A few notes about the Google panel; the inital speaker was Craig Nevill-Manning, and then Evan Williams spoke a bit about Blogger. All quotes are approximate, and from memory.

Google indexes “the entire web” every 3-4 weeks, touching nearly 2.5 billion (or 4 billion, depending on when you listened) documents each run. There are over 100 factors that play into how Google determines the relative importance of text on a web page, including text size, link text, and proximity to other elements on the page (he didn’t say which elements, though).

Google’s infrastructure: Google uses consumer-level hard disks and “really cheap, unreliable memory.” (“If something fails, it’s not you, it’s probably the memory.”) They have around 10,000 commodity-level Linux computers set up in a parallel network (“the largest Linux cluster in the world”), and anticipate the death of “a few machines every day.” Their network is set up to be able to route around a failed machine instantly.

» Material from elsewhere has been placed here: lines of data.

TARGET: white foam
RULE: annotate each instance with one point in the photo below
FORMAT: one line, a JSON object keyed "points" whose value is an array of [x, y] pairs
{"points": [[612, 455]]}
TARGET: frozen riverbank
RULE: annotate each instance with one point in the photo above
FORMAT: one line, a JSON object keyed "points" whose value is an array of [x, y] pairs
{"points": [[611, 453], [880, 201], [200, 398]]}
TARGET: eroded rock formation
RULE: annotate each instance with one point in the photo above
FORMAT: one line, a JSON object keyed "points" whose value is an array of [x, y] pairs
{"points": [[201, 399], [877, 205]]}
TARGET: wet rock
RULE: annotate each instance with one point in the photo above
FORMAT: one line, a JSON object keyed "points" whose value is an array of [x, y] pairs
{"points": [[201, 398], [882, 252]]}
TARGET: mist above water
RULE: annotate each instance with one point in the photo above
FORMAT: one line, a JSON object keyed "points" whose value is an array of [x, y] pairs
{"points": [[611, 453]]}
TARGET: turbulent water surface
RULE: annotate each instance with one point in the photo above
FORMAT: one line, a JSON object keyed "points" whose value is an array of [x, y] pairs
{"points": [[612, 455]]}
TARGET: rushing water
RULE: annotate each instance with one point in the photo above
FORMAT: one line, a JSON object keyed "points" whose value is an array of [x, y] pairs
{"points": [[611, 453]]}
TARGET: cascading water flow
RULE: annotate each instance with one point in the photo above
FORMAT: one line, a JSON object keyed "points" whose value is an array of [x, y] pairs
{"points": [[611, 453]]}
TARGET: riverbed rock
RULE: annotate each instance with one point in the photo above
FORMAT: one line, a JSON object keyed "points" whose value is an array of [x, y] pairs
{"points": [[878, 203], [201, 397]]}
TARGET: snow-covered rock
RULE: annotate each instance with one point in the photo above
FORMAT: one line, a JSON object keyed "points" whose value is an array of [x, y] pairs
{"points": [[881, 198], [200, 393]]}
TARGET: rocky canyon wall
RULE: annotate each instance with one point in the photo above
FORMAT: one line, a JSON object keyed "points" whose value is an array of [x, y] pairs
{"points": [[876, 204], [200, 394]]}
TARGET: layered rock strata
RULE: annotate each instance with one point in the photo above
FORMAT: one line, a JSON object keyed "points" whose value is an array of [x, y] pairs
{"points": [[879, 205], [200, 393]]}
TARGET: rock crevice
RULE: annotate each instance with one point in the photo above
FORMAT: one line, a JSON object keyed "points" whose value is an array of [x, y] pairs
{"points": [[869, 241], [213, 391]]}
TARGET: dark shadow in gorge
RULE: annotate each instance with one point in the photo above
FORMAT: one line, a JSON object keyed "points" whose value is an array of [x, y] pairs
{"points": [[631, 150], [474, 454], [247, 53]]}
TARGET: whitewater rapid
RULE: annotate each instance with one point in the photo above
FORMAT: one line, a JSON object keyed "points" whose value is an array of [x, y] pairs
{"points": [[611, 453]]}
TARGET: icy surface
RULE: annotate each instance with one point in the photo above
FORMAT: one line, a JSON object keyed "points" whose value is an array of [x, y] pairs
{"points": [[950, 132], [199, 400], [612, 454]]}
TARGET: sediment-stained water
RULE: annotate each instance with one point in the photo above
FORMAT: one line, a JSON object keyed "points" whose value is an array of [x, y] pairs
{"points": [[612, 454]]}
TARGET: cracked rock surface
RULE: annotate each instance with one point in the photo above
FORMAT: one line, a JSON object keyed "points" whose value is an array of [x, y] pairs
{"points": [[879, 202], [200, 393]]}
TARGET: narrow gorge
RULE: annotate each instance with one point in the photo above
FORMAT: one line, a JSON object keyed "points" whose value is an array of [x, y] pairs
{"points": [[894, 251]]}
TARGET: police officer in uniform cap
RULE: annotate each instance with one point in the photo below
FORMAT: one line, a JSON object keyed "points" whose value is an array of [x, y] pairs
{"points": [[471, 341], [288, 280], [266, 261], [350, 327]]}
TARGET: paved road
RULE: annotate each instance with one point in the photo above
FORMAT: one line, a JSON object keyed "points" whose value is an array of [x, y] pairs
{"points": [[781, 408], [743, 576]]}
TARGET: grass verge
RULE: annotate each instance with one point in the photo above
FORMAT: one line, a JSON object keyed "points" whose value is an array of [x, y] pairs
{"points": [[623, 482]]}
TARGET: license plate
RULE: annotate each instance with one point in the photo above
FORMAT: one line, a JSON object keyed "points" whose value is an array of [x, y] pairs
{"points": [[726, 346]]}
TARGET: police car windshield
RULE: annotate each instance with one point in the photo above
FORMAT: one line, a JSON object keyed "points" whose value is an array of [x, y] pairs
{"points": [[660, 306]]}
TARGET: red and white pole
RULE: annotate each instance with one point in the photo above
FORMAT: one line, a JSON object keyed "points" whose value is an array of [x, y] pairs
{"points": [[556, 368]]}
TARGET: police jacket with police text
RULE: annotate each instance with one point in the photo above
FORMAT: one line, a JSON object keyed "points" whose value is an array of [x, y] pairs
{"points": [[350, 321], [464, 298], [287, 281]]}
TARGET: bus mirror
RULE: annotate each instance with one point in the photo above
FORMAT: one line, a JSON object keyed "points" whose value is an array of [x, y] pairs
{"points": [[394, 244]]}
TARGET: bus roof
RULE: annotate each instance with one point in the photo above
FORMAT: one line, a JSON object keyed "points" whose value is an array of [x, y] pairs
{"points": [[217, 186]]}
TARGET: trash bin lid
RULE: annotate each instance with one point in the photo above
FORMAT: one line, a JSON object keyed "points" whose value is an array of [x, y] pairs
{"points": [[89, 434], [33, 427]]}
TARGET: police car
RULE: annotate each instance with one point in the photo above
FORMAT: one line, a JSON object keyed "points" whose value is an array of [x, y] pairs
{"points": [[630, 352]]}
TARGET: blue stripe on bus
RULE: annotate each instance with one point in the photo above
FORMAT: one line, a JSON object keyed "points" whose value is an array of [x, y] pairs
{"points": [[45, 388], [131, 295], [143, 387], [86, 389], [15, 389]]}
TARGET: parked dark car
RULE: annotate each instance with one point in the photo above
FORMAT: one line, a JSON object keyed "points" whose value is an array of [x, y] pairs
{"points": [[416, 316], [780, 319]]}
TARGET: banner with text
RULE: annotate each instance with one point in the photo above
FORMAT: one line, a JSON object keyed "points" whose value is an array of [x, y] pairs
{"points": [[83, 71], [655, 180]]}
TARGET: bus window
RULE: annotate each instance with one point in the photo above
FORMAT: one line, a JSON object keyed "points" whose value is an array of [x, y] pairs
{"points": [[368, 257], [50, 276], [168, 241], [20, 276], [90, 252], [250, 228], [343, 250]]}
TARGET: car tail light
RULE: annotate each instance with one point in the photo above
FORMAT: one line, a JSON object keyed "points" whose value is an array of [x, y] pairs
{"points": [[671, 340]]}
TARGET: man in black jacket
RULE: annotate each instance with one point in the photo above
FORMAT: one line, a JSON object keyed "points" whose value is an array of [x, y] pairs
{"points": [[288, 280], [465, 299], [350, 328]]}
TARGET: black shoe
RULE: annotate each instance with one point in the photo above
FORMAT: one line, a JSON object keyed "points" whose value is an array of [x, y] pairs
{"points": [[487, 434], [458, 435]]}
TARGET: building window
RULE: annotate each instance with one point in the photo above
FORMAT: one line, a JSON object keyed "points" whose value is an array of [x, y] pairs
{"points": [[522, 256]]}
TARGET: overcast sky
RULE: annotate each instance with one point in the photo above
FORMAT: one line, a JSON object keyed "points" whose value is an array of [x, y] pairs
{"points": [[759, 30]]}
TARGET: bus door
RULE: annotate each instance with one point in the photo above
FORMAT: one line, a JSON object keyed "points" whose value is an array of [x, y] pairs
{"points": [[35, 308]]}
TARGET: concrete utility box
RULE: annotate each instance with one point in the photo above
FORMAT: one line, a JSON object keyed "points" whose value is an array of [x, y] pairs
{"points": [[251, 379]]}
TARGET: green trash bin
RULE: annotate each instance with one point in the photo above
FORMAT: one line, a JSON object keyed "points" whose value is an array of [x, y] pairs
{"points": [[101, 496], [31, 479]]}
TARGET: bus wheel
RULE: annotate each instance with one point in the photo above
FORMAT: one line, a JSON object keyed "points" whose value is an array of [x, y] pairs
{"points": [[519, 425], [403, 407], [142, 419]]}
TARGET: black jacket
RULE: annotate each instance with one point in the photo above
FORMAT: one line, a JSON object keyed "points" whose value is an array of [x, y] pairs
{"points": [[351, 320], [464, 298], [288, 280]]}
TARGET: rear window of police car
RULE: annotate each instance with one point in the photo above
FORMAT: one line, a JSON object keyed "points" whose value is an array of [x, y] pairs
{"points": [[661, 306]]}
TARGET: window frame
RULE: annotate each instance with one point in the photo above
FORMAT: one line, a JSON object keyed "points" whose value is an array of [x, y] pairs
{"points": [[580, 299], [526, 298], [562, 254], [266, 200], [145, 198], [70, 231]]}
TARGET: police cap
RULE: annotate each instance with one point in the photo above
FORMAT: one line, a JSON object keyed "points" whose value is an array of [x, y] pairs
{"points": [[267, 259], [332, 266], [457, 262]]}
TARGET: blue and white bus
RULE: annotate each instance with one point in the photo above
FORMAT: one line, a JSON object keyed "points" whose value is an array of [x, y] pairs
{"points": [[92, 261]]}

Google’s use data: As you’d expect, Google tracks all kinds of data about how people use their service. For instance, they track the use as a function of time per country; he showed a graph of Mexican use, and pointing to the drop in traffic around midday, surmised that it was because of the prevalence of siestas. Nevill-Manning also said a few words about TouchGraph GoogleBrowser, something I’ll have to play with a little bit later.

Google Labs: There are always a few cool projects going on at Google, many of which you can play with. A few mainstream products have come out of the Labs, such as Google News; Nevill-Manning talked a bit about Froogle, since he was one of the original developers on it. He claimed that it’s special because, “like Google itself, there aren’t any paid placements or preferential inclusion.” Instead, stores appear based on reputation, and he was overt in saying that reputation was mostly based on PageRank.

Blogger: Honestly, not much was said here. Evan Williams explained a small bit of what Google brings to Blogger; he didn’t speak much at all to what Blogger brings to Google.

Q&A: Google doesn’t have any plans for XSLT transformations for searches performed through their search API. Evan likes Google’s food, a lot. Google does usability testing on any and all platforms they can get their hands on, but doesn’t ascribe much importance or time to mobile platforms like cellphones and PDAs. The indexing engines are the same for every subsite of Google (e.g, the British site, the Spanish one, etc.). Google doesn’t currently have any plans for a news API (i.e., a way for other sites to grab a newsfeed from Google and display it on their own).